Simple ways one-person businesses can track performance

Do you really know how your business is doing? If you had to put together a profit and loss statement to convince an investor to entrust you with their money, could you do it?

Profit and Loss 101

Richard Branson didn’t know the difference between gross and net until he was 50, but he’d managed to launch multiple businesses and make millions. Unfortunately, most small business owners don’t have the resources to hire an accounting team. So if you’re an owner who shares Branson’s incomprehension but not his resources, here’s a brief guide to tracking your enterprise’s performance.

Your business’s revenue needs to exceed its expenses – if not immediately then over the medium to long term. That seems a simple enough equation until you start trying to collect and analyse all the relevant data.

On the revenue side, you need to work out all the income you’ve derived from your primary business activities – the goods or services you sell, as well as any revenue from secondary activities, such as interest accruing on money in the bank.

On the expenses side, you need to figure out your expenditure on primary activities (producing the goods or providing the services), as well as secondary expenditures – operating expenses that are unavoidable but not directly linked to the production of the goods or services, such as renting a shop.

But Wait, There Are Even More Complications!

You may be able to collect all the relevant data and calculate whether your revenue exceeded your expenses in a particular quarter. Unfortunately, that doesn’t necessarily give you an accurate picture of your business’s health. You may incur a lot of costs in one quarter but make most of your yearly revenue in another. Then there are the complicating factors of cash flow and longer-term trends.

For example, say your business has expenses of $100,000 a month and three customers who each pay you $50,000 in that same period. On paper, things look good. However, if one of those three customers pays late or not at all, you’re barely breaking even. If one of the remaining two customers also starts to fall behind with payments, you’re on your way to declaring bankruptcy.
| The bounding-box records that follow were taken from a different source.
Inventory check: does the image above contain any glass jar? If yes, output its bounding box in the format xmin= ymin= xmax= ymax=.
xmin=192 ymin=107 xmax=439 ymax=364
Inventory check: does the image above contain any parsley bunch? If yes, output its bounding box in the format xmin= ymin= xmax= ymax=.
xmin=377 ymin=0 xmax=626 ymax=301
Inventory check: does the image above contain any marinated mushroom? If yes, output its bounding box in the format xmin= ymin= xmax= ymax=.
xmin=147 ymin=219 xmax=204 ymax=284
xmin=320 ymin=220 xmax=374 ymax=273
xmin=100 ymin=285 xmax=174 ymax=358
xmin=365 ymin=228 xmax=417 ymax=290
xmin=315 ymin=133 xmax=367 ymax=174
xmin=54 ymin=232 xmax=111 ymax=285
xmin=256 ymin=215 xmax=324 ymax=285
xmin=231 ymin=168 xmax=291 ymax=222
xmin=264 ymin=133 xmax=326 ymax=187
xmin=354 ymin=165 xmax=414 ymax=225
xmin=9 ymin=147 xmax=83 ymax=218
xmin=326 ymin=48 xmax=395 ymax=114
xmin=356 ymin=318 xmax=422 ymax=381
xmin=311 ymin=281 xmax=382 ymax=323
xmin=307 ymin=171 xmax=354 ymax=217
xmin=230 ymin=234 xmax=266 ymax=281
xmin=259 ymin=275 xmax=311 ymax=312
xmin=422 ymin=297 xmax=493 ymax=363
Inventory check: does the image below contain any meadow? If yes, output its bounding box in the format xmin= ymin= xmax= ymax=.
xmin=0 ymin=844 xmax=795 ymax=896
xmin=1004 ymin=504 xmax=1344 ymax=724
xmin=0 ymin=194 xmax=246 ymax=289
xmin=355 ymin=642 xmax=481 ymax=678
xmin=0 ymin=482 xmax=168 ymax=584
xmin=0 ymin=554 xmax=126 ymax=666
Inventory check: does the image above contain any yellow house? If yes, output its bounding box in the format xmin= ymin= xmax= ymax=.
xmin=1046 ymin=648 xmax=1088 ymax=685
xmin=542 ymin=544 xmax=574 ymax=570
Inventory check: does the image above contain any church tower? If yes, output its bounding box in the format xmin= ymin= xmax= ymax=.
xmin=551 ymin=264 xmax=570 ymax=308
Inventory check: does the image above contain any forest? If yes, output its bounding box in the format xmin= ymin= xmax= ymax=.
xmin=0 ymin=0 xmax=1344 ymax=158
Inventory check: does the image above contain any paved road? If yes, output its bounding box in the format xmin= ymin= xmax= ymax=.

In the real world, the only constant is change. For example, if you’re running a café you may not notice that customers who used to come in five days a week have cut back to three visits. Or that people are switching from (low-profit-margin) lattes to (high-profit-margin) mochas. Individually, those consumer decisions may not mean much, but they can determine whether your ‘bottom line’ net profit is rising or falling.

Technology to the Rescue

Wouldn’t it be great if there was accounting software designed specifically for the self-employed? A mobile app that creates and sends professional invoices quickly on the go? One that enables online payments so you’re paid faster? A tool that automatically tracks mileage for tax deductions? Something that lets you take and store pictures of receipts so you don’t have to worry about losing them? How about one that categorises deductions so your customers can cut their tax bill? A mobile app that will do the maths to help you set aside money for worry-free quarterly taxes?

Small business accounting software that can do all of the above has been around for years. Recent iterations are particularly user and mobile-friendly. That means even the most Branson-minded businessperson can, through the use of a product like QuickBooks Self-Employed, can gain a sophisticated understanding of how their business is tracking.

Of course, no software can ensure a business is successful. But having accurate, timely information about expenses and revenue allows small business owners to make smarter decisions.